A freelance writer specialising in Indian history and politics, Roderick Matthews studied history at Balliol College, Oxford. His great-grandfather tutored the young Nehru through his Harrow entrance exams. One of his great-grandmothers cared for Gandhi when he fell ill in London in 1914. His second book, Jinnah vs. Gandhi, was a bestseller in India. His latest is Chandra Shekhar And The Six Months That Saved India.
‘A radical re-appraisal of British rule in India that challenges current thinking on colonialism in the subcontinent. The author, Roderick Matthews, with his own Indian connections, evaluates the East India Company and its successor, the British Raj, by examining how closely both were influenced by Parliament and contemporary opinion in England. From a liberal, Whiggish perspective which directed Company policy to the hierarchical Tory view that courted India’s princes but ignored its peasants, Matthews is acute and perceptive. He argues that the Company acted as a buffer between India and Parliament and that far from being a successful commercial enterprise, it frequently had to be bailed out by the British government. He examines in detail the failure after the Uprising of 1858 to modernise India, to treat its citizens as adults, not children, that denied them the electoral reforms introduced in Britain. He describes the high imperialism of late 19th century Britain, seemingly baffled by ‘India’s exotic backwardness’ and contrasts this with a deeper understanding of the country during the earlier years of British intervention. Betrayal came with the persistent lack of economic activity and a series of uninspired Viceroys. Growing demands for greater Indian representation in the governance of their own country temporarily halted during World War Two but resurfaced immediately afterwards and led to a hasty, botched, Independence that saw the great subcontinent divided for ever. An important book.’— Dr Rosie Llewellyn-Jones, author, inter alia, of The Last King In India: Wajid Ali Shah (Hurst, 2014)

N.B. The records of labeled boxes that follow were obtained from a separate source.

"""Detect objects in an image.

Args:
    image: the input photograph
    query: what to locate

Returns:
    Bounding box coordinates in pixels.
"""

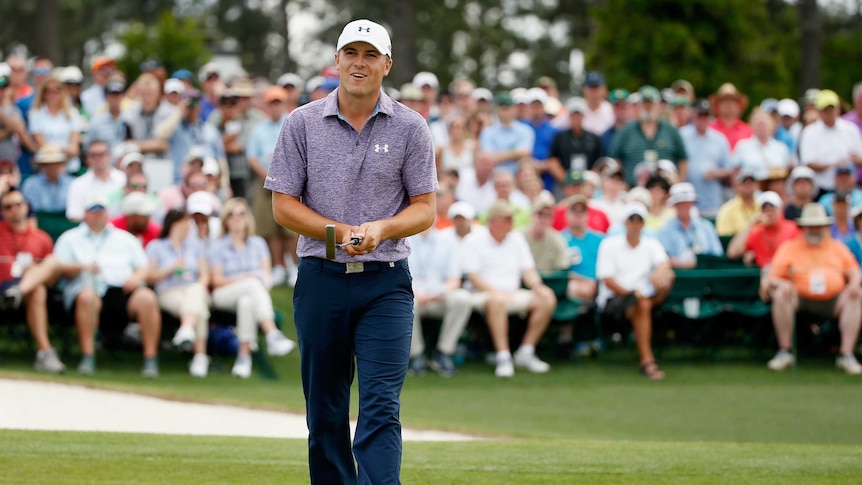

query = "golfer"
[264,20,437,484]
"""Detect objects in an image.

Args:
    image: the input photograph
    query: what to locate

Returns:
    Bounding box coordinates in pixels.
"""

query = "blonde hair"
[219,197,255,239]
[31,77,72,119]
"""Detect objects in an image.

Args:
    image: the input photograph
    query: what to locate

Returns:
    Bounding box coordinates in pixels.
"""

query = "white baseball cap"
[335,19,392,58]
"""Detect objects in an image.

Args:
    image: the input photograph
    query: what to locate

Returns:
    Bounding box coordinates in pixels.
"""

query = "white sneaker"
[189,354,210,377]
[266,330,296,356]
[835,354,862,376]
[766,350,796,371]
[515,352,551,374]
[171,325,195,348]
[494,359,515,378]
[230,355,251,379]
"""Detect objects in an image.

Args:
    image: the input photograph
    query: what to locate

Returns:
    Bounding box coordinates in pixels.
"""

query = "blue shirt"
[146,238,206,294]
[208,235,270,278]
[21,172,75,213]
[245,116,287,170]
[679,124,731,216]
[560,229,603,280]
[658,217,724,258]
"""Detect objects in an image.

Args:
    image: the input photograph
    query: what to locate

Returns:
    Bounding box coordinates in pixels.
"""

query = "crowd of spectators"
[0,52,862,379]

‘Peace, Poverty and Betrayal succeeds in providing a wider understanding of Anglo-Indian history by illustrating the way in which divisions in Britain along party political lines shaped attitudes to the governance of India. Maintaining that a willing acceptance of the uncompromising and immutable nature of ‘imperialism’ in current historiography has tended to disguise the link between the frequent changes in fashion in British politics and the execution of colonial rule in India, Matthews skilfully weaves together the disparate strands of conservative and radical thought which influenced the most prominent British officials and statesmen on the Indian stage. Tackling the thorny issue of “divide and rule”, the book argues that the British spent significantly more time uniting than dividing India and, taking advantage of the complex and highly flexible alliances which always existed between elite groups of British and Indians, cultivated loyalty where it could be found with the goal of avoiding rather than fostering civil tension and the subsequent threat to the stability of the Raj. Admittedly culpable in other areas, the British failed in Matthews’ view by under-stimulating the Indian economy in which Indian interests were never properly represented and, by supporting the Indian conservative classes after 1857, betraying the hopes of those Indians who aspired to work in partnership with the British to build a modern India.’ — Dr Caroline Keen, author of, inter alia, Princely India and the British: Political Development and the Operation of Empire
‘One of the best things about this book is that it sidesteps the usual binaries and looks at British India as it actually was, as complex and confused as today’s India, neither good nor bad but very, very messy. And, as usual, Matthews is a delight to read.’ — Pritish Nandy, former Rajha Sahba MP, poet, film-maker, journalist and former managing editor, Times of India, and editor of the Illustrated Weekly of India.
‘A fresh, engaging and challenging perspective on British rule in India, Roderick Mathew’s lucidly written and well researched book will reset the debate on colonial rule and legacy in South Asia.’ — Dr Yaqoob Khan Bangash, Director, Centre for Governance and Policy, ITU Lahore, author of A Princely Affair: Accession and Integration of the Princely States of Pakistan; founder of ThinkFest Pakistan.